Part 1 when only WES data is available: LD-prune the plink files

Next, take these plink files and LD-prune them. The following bash script is a simple wrapper to call plink a few times. Again, we're assuming that plink is installed and in your $PATH.

Inputs:

  • Prefix for high-quality common variant plink files: ${PLINK_FILES}

bash 04_1_prune_sequencing_snps.sh ${PLINK_FILES}

The outputs of step 4 (both when genotype data is available and if only WES data is available) feed into steps 5 and 6.

Step 5: Determine superpopulation ancestry labels

There are a few options here. If genotype data is available, or if only WES data is available.

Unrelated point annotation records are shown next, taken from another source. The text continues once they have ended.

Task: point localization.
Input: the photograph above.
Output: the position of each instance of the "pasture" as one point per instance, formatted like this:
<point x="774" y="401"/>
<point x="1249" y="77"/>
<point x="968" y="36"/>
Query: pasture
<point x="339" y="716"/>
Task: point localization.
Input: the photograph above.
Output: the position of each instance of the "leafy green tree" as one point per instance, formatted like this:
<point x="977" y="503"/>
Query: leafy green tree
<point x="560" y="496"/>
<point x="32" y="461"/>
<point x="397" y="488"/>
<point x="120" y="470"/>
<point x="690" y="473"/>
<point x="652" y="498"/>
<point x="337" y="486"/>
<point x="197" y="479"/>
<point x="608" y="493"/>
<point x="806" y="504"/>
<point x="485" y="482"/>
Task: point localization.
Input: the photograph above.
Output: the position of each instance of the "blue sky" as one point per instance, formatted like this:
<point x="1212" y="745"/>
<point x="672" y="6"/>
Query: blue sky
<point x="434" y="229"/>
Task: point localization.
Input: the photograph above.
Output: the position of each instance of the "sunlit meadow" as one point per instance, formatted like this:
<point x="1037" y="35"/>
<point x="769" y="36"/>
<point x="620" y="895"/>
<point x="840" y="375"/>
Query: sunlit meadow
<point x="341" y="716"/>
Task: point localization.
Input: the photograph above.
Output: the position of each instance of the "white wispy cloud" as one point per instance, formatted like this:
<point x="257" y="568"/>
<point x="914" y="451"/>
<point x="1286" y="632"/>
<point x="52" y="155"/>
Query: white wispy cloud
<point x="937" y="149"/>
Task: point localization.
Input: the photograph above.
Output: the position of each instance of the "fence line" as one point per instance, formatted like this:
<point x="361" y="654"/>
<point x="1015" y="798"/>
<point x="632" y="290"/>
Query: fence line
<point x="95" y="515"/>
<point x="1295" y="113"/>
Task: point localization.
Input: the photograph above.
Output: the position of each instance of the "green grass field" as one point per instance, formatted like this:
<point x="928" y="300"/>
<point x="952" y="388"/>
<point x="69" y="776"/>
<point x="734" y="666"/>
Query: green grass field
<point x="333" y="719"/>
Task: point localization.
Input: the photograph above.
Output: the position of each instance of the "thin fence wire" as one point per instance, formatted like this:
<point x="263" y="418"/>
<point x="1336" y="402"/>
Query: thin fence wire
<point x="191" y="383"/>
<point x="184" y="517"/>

Genotype data is available

We provide an R script to assign 1000G ancestry labels using genotype data, using the UK Biobank data as an example.

Here we make use of the OADP projection to guard against shrinking PCs to 0, though in the case of projection of the first four PCs which will be used downstream for superpopulation assignment, this is likely overkill as the shrinkage is not severe in the first few PCs.

  • Combine the chromosome data together into a single plink file from R (as this is required by bigsnpr to perform the projections) in the data that we wish to project (UKBB data in this example).
  • Download the 1000G data, and project the UK Biobank samples onto the PC space defined by 1000G.
  • Assign superpopulation labels to the 1000G data, based on the 1000G ped file.
  • Create a random forest classifier using the randomForest library in R, and write out the results. We used a threshold of 0.99 to assign labels to UK Biobank samples. Samples that weren't clearly assigned to any cluster were labelled 'unsure'.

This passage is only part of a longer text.